Most of the office’s current budget goes toward salaries for its 65 full-time employees, and most of its employees (43) are assigned to investigations of corruption and fraud in city government. Less than 10 percent of the office’s funding is designated for auditing city departments and programs to find more routine waste.

Moore predicted that this would result in savings far exceeding the extra budget costs. “It would pay for itself,” he said. But even if the office could use a funding boost, it’s not clear how much is enough—Chicago already devotes a bigger share of its total budget to the IG’s office than either of the nation’s two other largest cities.

New York City has a whopping $59 billion annual budget, which includes money for a court, jail, and hosptial system that here are the responsibilities of county government. Of that total, about $21 million, or 0.04 percent, is spent on the city’s Department of Investigation, which is responsible for rooting out fraud and corruption. But the department is organized to cast a wider net than Chicago’s IG office—separate inspectors are assigned to scrutinize each of the city’s other major departments and agencies.

In contrast, Los Angeles, with a $7.1 million budget, doesn’t have a separate IG or investigative agency at all—those duties are divided up between the city controller and inspectors in some city departments.
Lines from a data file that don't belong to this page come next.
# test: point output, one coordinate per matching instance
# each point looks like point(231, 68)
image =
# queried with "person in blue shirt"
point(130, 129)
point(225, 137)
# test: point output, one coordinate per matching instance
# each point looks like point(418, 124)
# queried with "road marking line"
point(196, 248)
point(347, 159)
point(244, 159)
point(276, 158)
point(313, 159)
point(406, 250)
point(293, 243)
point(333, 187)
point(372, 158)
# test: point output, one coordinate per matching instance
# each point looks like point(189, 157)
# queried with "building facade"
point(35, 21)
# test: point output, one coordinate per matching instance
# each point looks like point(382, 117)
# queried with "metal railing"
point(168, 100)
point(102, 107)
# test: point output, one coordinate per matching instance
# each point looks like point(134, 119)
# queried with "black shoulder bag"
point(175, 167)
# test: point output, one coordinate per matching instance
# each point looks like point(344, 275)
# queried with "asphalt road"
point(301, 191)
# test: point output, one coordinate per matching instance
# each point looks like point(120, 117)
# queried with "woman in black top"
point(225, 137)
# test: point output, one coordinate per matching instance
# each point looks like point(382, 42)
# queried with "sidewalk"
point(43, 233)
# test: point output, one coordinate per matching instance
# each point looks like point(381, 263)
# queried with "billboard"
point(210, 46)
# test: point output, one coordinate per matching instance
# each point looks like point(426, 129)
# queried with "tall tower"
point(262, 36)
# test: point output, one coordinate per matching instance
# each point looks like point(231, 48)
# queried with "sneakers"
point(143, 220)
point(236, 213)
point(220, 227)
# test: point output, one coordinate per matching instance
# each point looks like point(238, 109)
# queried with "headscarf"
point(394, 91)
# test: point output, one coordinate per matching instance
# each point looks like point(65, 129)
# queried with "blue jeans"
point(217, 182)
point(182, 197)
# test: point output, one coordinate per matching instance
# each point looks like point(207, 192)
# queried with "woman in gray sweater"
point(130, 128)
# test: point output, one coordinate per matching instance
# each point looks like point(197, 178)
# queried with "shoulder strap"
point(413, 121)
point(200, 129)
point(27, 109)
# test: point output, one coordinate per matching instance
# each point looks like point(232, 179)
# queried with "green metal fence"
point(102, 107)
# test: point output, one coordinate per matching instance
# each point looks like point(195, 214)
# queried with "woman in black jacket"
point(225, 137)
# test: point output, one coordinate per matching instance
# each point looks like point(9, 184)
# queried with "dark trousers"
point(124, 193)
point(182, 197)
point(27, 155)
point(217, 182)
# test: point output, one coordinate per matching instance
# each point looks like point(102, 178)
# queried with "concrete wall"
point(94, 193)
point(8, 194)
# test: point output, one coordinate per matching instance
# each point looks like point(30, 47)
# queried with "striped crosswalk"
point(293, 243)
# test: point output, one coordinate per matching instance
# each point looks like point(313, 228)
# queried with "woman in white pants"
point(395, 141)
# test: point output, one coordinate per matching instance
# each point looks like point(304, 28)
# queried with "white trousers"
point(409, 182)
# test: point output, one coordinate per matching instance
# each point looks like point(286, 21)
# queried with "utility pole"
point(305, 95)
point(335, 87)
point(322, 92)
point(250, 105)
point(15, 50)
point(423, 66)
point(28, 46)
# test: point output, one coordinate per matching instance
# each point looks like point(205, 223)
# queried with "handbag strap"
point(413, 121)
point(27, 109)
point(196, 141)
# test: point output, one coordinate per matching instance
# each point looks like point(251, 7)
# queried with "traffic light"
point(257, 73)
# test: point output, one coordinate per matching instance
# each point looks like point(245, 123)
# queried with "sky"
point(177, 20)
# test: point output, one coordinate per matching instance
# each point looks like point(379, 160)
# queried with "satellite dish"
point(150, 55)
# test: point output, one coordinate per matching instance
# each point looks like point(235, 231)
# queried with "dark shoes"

Even if some form of Moore’s ordinance passes—which is a big if—it would only allocate money for fighting waste and inefficiency after the fact. Many aldermen believe the biggest problem in Chicago government is its deeply flawed budget process, in which the mayoral administration crafts and presents a budget that aldermen have a couple weeks to look over before deciding whether to vote for it. Most aren’t able to study more than a few portions of it, even if they’re willing. New York, on the other hand, has a $3.2 million-a-year Independent Budget Office that generates reports and analyses that council members can use come budget time.

“Wouldn’t it be cool to have something like that so we could go through the budget line by line?” Moore said. “That would certainly be on my wish list.”